Wrapped up against icy wind in the northwestern English town of Crewe, Wilde is one of thousands of supporters of the main opposition Labour Party who Prime Minister Boris Johnson hopes to win over to secure a parliamentary majority and push through his “great new deal” to leave the European Union.
In regions of northern and central England that traditionally back Labour and are known as the “red wall”, Johnson’s team hopes to break the opposition party’s hold on voters, who have, sometimes for generations, rejected his party’s overtures.
Crewe and Nantwich constituency, which voted in favor of leaving the EU in a 2016 referendum, has sometimes been described as a bellwether, and anecdotal evidence suggests some diehard Labour supporters are edging towards the Conservatives.
Split between the industrial and railway town of Crewe and its more affluent neighbor Nantwich, only 48 more voters backed Labour than the Conservatives in 2017, making it a prime “swing seat” that Johnson’s team hopes to win back.
In Wilde’s case, the prime minister’s promise to “get Brexit done” seems to be working.
Born of personal experience caring for a friend who struggled to find the right healthcare, Wilde backs Brexit to control the levels of immigration from the EU he suspects is stretching Britain’s public services to the limit.
“I’d hate to vote Tory (Conservative). If there was a way of not voting Tory and still getting Brexit, I’d do it,” said Wilde, who is himself waiting for an operation.
“I am a bit frustrated with this situation, yes. Because it’s a complete reversal ... It’s like the Tory party who I never support are doing something that I support, when the Labour Party who I would always support are doing something totally different that I don’t support.”
More than three years after Britain voted to leave the EU, traditional political divides have become blurred, with few able or willing to predict a victor in the December election which will determine how, when and even whether Brexit happens.
While Wilde considers backing the Conservatives for the first time, 79-year-old Mike Wilson, a retired doctor in Nantwich, says his dilemma is whether he can break his life-long support of the governing party to try to keep Britain in the EU.
Polls put the Conservatives well ahead for now, but have been unreliable in the past.
With many of the two parties’ instinctive assumptions torn apart, both have stepped up their targeting of individuals, largely by social media, to try to win votes, and to ensure that many people, tired of Brexit, turn out.

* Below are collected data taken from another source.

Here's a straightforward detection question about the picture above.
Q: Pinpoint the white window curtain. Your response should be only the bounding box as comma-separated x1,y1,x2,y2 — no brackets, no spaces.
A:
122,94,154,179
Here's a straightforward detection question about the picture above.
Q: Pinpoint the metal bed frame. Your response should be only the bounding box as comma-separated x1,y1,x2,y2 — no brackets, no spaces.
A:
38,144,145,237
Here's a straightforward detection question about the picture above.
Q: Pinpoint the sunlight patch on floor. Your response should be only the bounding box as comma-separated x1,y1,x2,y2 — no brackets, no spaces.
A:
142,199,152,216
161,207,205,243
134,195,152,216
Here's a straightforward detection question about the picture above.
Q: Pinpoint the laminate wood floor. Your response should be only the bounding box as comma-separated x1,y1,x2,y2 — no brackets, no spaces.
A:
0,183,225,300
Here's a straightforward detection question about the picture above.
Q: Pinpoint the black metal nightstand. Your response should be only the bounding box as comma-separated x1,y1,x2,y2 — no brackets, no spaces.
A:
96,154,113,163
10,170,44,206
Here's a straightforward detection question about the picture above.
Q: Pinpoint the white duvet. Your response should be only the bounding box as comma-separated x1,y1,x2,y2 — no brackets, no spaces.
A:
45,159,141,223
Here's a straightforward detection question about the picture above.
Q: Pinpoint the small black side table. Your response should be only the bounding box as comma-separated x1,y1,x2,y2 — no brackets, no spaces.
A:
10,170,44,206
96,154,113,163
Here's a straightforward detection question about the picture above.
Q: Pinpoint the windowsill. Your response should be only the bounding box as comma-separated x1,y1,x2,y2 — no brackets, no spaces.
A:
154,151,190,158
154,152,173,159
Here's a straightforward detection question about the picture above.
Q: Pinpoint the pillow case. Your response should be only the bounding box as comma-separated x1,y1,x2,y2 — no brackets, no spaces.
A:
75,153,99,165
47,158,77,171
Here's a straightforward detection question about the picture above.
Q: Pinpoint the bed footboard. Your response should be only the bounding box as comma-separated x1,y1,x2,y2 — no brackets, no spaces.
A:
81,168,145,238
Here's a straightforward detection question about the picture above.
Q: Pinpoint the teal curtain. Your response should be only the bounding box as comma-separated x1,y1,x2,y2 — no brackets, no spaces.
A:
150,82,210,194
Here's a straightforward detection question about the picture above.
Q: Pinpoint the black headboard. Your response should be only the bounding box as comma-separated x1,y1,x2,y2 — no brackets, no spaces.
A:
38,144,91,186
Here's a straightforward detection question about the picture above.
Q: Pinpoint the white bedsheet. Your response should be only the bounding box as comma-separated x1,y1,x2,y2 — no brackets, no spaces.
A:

The Conservatives have promised increased funding for districts such as Crewe and Nantwich, while Labour also wants to inject money into public services after what it says is more than nine years of economic austerity under the governing party.
Both the main parties face threats. Some Conservatives want the Brexit Party, led by euroskeptic Nigel Farage, to stand down its candidate to give their party a free run at Crewe after he said he would not run in Conservative-held areas.